I’ve always found that the Cristiano Ronaldo & Lionel Messi argument is best settled one way. For me it’s a question of how each players’ team would cope, if they were to switch clubs. In my opinion, Messi would bring everything out of those around him as a Madrid player, and certain individual’s games would elevate to even higher levels with Messi beside them. Karim Benzema and Gareth Bale would surely have enjoyed higher personal numbers (if playing in and around Messi), than with the often single-minded Ronaldo. In contrast, the likes of Andres Iniesta, Xavi & Luis Suarez would have become less effective without their talisman (Messi), and Cristiano would have failed to translate his game into a more measured and less CR7 driven style of play.

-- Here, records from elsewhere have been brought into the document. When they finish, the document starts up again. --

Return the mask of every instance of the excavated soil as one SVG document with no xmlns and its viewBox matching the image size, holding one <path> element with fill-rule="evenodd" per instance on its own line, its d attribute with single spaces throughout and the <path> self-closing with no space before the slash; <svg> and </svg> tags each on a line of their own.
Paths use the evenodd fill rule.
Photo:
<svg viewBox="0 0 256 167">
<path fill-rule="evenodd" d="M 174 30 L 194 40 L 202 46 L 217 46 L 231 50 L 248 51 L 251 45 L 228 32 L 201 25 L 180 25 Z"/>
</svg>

When considering the impact of Luis Suarez, I believe his ability & sheer unwavering determination would translate into any side, and a prime version under Klopp would be utterly terrifying. His bullish & brilliant attacking play has only ever benefitted those around him, something that has continued long after his Liverpool departure. How and where he would fit into this team would be to the left of Bobby Firmino, with Sadio Mane on the opposite flank. This front three would be a fascinating sight to see, perhaps even more so than the Mohamed Salah version we have seen these past few years.

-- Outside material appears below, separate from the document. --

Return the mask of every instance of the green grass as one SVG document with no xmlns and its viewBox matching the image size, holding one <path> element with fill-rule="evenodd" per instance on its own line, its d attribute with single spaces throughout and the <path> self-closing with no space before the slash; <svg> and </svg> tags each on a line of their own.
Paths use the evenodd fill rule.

Under Brendan Rodgers’ guidance back in 2013/14, a slight system shift would probably be needed in order to incorporate this version of Mo Salah. Where Sturridge would take up a right sided attacking role, the left would see Luis Suarez complete the forward line as a front two. I would probably tinker to engineer the best system (after switching out Mo for Luis), but ultimately a Sturridge & Salah front line would be a fluid & devastating pairing, with Sterling probably elevated into the front line to make it a three. Mo has devastating moments of brilliance, and his best game is often unmatched in world football, but whether or not he would elevate that team or not, is a curious question.
It’s a tough call to say who is better, but I do believe removing Luis Suarez from the 2013/14 team (even in place of the world class Mo Salah), would see a drop in both aggression & ability that that team desperately needed to compete. On the flip side, if that very same version of Suarez were to play in this current Liverpool side, it would be an undoubted upscale. Mo Salah is sensational, but Luis Suarez in his prime years was perhaps the greatest player to ever represent Liverpool. The entire team would be dragged to where Suarez demanded to be, with that absolute shithousery and will to win he possessed.

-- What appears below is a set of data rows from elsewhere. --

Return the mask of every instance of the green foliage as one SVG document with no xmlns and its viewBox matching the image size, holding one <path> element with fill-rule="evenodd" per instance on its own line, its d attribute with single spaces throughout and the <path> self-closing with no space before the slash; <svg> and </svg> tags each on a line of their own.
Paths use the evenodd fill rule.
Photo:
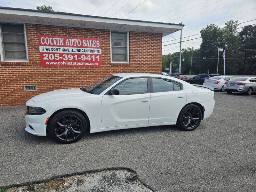
<svg viewBox="0 0 256 192">
<path fill-rule="evenodd" d="M 227 21 L 222 28 L 214 24 L 203 28 L 200 31 L 202 42 L 200 48 L 194 50 L 189 47 L 182 50 L 181 58 L 185 61 L 181 60 L 181 73 L 189 74 L 193 54 L 191 75 L 208 71 L 216 73 L 219 47 L 225 50 L 226 75 L 256 75 L 256 26 L 245 27 L 238 32 L 236 30 L 238 23 L 238 21 L 231 20 Z M 162 71 L 169 67 L 172 61 L 173 65 L 178 64 L 172 67 L 174 73 L 178 67 L 179 55 L 179 52 L 175 52 L 163 55 Z M 218 73 L 224 74 L 222 51 L 220 52 Z"/>
<path fill-rule="evenodd" d="M 46 6 L 45 5 L 44 5 L 42 6 L 36 6 L 36 9 L 37 10 L 41 10 L 42 11 L 54 11 L 52 8 L 51 6 Z"/>
</svg>

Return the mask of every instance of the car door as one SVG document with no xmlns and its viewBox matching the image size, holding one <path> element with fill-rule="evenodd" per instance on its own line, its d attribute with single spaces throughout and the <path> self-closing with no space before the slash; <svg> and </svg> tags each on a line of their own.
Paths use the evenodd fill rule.
<svg viewBox="0 0 256 192">
<path fill-rule="evenodd" d="M 190 81 L 191 83 L 192 84 L 197 84 L 198 80 L 200 79 L 201 76 L 201 75 L 198 75 L 195 76 L 194 78 L 193 78 L 191 79 L 191 81 Z"/>
<path fill-rule="evenodd" d="M 147 124 L 150 104 L 147 77 L 127 79 L 112 89 L 119 95 L 106 93 L 101 101 L 103 128 Z"/>
<path fill-rule="evenodd" d="M 149 123 L 176 121 L 186 104 L 187 94 L 181 84 L 152 77 Z"/>
</svg>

Mo Salah is a sensational player, and these upcoming contract talks will either see him spend the entirety of his prime as a red, or moved on next summer for huge profit. The hope and need for Liverpool is that he stays, and we are able to see Mo Salah become one of the leaders of this team. The fact I see Suarez as the greater of the two is no great shame, as the levels set were so high. The next few years are a critical juncture for Liverpool & Mohamed Salah alike, and if major honours are to be won, Salah will have to reach the performance levels once shown by the brilliant Luis Suarez. Mo has the undoubted ability to drag this forward line to greater success, and if he were able to eclipse the levels set by Suarez, we would surely be talking about Liverpool’s greatest ever forward. But as it stands, Suarez stands alone as the greatest forward I have seen in the Liverpool red.